For centuries, much of the labor required to create and maintain right relationship has been assigned to women. Not because women are biologically destined to nurture, but because patriarchy made relationship our responsibility.
We remembered birthdays and noticed who had gone quiet. We fed people, held babies, sat beside the dying, remembered recipes, and maintained families. We protected community memory, negotiated peace, and carried the emotional weather of entire households.
We learned to see systems through the lens of relationship because relationships were the systems we were allowed to build.
History called this women’s work.
History was wrong,
It was civilization’s most sophisticated leadership training.
The next crisis facing humanity is not a crisis of intelligence. It is a crisis of relationship.
We know how to build extraordinary technologies, but we have forgotten how to build kinship. We know how to extract resources, but we have forgotten how to reciprocate. We know how to optimize systems, but we have forgotten how to belong to them.
The next evolution of leadership will not be led by domination. It will be led by relational intelligence and by people willing to ask a different kind of question.
Not, “How do I gain more power?”
But, “How do I make more life possible?”
That question changes everything. It changes how we approach business, politics, medicine, education, religion, marriage, ecology, and economics.
Healthy systems are not created through stronger control. They are created through stronger relationships.
This is not an argument against men. It is an invitation beyond patriarchy.
Many men already lead this way. Many women have been forced to lead through domination because domination was the only form of authority their institutions recognized.
This is not fundamentally about sex.
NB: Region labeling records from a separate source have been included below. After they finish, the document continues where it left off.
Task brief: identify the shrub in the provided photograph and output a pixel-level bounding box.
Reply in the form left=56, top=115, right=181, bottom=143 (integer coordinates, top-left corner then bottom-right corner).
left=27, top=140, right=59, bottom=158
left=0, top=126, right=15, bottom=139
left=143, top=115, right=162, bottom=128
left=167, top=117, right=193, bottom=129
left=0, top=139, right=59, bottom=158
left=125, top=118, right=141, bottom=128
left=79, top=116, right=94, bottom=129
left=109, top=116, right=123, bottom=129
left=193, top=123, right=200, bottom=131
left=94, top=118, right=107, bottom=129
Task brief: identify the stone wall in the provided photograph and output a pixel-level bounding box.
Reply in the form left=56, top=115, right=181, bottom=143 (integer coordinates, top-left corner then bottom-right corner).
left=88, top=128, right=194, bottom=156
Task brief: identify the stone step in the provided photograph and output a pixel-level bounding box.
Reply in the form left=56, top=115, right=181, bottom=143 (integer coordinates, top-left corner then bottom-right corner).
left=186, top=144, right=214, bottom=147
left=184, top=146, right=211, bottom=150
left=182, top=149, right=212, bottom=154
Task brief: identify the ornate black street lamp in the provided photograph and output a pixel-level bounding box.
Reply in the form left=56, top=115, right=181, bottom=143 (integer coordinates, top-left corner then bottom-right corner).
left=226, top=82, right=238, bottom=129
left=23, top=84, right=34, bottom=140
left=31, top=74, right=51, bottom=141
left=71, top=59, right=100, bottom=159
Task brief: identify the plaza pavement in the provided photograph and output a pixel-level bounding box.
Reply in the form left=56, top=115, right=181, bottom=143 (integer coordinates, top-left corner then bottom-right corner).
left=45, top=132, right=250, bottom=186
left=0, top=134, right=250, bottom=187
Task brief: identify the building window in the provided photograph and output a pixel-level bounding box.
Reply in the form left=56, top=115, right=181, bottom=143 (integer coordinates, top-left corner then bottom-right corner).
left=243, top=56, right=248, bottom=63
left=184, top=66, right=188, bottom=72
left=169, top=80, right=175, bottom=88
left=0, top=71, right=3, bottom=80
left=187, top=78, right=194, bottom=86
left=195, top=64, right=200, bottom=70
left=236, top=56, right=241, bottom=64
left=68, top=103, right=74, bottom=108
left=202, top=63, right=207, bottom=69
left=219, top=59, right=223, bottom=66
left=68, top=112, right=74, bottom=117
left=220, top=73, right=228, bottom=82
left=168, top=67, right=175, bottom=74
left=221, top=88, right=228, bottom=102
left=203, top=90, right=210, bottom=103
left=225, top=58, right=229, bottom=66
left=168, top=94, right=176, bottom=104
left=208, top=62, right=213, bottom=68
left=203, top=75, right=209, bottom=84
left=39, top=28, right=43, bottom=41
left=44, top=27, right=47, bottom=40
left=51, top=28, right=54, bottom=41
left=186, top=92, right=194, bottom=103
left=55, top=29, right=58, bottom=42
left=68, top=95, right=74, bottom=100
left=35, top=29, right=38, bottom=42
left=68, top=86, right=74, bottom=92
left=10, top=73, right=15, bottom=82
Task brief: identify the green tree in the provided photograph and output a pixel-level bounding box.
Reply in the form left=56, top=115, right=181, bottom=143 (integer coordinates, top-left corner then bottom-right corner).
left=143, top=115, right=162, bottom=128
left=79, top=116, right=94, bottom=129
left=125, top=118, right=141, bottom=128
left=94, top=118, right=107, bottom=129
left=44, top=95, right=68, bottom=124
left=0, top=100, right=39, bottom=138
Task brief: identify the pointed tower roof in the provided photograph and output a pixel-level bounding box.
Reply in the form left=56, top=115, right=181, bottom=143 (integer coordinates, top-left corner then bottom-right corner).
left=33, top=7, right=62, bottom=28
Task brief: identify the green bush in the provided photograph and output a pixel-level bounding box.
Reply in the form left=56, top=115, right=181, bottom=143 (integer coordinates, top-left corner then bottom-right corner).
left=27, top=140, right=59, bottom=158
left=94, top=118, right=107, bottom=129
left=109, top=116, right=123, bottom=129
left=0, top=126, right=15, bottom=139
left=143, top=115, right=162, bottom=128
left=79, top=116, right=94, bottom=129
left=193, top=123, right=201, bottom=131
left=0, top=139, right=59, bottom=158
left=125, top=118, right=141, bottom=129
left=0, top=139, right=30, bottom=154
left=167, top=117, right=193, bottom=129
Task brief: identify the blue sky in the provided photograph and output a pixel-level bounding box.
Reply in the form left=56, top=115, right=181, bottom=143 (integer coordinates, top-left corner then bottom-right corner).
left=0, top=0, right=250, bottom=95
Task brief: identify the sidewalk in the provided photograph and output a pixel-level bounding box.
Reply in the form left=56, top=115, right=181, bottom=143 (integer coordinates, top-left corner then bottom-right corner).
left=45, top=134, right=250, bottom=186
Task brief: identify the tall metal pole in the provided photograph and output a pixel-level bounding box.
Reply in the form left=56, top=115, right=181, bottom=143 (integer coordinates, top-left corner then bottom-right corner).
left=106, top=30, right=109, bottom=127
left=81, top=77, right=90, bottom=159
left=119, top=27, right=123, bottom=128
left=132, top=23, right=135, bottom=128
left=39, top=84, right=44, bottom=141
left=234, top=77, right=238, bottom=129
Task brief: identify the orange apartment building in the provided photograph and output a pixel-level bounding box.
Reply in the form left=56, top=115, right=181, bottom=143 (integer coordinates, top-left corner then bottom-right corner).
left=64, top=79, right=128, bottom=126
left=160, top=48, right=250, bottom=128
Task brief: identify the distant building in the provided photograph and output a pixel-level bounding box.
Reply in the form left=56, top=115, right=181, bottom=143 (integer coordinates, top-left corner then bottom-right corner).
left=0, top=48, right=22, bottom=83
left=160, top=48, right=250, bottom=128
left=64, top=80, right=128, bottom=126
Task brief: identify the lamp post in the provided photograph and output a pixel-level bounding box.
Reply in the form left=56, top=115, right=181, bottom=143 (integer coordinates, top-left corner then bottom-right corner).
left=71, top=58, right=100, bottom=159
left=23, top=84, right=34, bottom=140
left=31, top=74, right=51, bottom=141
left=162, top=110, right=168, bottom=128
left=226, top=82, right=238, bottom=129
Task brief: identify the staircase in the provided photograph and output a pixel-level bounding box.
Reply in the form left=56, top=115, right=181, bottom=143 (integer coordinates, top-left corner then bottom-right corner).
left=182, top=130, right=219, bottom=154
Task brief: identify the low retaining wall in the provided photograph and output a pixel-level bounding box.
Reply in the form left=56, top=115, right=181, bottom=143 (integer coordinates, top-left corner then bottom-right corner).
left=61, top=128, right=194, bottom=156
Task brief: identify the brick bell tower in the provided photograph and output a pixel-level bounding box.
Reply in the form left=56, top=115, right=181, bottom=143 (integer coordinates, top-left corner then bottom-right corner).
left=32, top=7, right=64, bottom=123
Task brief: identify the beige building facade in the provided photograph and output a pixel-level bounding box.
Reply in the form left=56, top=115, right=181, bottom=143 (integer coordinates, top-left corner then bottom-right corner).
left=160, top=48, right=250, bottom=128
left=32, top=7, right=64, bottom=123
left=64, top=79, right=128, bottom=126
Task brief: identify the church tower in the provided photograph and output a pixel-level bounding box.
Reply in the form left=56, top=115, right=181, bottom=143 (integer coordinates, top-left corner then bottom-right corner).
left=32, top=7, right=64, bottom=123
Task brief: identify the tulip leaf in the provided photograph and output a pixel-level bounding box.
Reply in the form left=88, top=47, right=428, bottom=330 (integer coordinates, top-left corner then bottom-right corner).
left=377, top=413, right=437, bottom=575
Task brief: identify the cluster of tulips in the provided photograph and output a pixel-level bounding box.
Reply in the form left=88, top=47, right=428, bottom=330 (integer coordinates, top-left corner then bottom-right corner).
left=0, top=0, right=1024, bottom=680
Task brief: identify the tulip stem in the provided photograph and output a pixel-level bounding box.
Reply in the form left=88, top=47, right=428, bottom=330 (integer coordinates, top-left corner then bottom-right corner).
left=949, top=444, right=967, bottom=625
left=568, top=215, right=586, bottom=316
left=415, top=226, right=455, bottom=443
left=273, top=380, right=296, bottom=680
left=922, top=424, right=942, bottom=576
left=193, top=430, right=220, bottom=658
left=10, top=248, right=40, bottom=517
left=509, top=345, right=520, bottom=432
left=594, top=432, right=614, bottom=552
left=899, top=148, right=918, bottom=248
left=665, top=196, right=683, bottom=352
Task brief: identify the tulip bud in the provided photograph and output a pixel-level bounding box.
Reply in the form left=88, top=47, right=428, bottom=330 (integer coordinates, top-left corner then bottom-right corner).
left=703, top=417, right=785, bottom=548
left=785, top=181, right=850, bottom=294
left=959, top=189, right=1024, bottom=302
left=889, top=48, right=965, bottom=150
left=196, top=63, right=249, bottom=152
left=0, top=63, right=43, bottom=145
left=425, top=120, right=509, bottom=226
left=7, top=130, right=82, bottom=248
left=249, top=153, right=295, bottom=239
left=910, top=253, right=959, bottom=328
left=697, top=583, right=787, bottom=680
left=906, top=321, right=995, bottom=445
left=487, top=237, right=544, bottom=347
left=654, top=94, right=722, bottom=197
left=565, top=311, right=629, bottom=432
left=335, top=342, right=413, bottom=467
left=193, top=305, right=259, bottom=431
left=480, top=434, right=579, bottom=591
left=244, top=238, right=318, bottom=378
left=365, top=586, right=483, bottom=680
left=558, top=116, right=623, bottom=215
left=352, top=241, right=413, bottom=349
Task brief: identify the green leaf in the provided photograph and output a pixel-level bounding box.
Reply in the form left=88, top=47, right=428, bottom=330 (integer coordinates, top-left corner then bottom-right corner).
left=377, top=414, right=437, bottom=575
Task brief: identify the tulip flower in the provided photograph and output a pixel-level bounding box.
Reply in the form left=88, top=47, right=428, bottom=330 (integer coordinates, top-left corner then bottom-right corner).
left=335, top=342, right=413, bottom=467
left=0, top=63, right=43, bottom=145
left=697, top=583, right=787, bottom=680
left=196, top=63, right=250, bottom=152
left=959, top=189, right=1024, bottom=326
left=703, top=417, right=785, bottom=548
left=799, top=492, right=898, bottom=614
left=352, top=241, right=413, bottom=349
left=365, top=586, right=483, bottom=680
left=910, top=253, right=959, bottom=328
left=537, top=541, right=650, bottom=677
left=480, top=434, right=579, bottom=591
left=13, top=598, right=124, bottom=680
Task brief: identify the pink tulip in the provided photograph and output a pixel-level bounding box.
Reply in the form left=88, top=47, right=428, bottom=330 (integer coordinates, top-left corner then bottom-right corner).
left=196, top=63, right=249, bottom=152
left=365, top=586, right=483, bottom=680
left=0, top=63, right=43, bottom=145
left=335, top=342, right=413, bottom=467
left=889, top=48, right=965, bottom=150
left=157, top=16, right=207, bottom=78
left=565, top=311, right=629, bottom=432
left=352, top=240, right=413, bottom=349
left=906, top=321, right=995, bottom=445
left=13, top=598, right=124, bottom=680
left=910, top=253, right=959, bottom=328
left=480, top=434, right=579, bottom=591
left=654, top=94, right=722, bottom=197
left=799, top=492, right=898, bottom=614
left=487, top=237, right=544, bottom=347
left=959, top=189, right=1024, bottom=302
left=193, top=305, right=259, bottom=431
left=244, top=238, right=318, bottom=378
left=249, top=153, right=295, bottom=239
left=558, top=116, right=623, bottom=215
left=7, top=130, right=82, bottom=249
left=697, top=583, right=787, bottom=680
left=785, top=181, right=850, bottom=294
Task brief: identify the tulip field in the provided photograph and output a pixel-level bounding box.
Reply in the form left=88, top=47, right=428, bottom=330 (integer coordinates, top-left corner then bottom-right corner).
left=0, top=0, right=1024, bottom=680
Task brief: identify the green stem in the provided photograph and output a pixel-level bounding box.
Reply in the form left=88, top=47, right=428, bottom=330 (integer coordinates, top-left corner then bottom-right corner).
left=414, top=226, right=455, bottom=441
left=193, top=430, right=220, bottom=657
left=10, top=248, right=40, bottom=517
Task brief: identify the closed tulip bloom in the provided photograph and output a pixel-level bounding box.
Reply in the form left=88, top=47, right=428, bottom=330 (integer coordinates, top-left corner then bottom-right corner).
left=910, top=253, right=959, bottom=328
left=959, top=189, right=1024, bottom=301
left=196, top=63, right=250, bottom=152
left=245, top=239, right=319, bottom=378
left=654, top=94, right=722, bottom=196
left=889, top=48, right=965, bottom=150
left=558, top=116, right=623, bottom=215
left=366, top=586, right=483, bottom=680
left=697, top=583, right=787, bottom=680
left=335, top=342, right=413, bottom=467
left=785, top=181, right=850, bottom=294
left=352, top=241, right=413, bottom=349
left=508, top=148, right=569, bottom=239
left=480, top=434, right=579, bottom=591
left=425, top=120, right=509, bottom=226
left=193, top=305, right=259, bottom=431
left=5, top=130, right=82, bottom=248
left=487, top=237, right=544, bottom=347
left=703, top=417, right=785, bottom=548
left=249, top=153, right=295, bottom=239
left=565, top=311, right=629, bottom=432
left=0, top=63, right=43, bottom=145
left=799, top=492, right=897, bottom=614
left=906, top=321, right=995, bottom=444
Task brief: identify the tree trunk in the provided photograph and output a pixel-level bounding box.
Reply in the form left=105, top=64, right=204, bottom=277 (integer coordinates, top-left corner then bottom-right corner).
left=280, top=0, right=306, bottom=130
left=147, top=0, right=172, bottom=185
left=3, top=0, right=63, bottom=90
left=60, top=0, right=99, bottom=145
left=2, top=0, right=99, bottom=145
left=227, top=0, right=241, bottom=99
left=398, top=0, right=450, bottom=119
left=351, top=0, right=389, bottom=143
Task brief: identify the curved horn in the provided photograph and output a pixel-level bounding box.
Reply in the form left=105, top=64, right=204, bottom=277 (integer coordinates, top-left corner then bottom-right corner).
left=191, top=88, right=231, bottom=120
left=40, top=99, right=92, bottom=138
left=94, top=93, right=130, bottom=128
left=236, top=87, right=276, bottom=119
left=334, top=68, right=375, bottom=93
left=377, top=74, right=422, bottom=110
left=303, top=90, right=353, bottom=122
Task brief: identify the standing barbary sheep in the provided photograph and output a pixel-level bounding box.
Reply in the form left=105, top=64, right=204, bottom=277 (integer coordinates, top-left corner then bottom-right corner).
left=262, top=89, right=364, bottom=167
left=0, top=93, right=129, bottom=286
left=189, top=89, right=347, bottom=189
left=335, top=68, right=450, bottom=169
It is about maturation.
It is about finally recognizing that the qualities dismissed as feminine were never weak. They were simply invisible to a civilization obsessed with force.
The future belongs to people who understand ecology more than empire, stewardship more than extraction, repair more than punishment, and reciprocity more than conquest.
Forests survive through relationship. Bodies survive through relationship. Communities and families survive through relationship. Love survives through relationship.
Perhaps civilization will too.
For a long time, we have asked who should lead. I think we have been asking the wrong question.
The better question is this:
What kind of leadership makes life thrive?
I believe we already know the answer.
We have simply spent centuries calling it women’s work.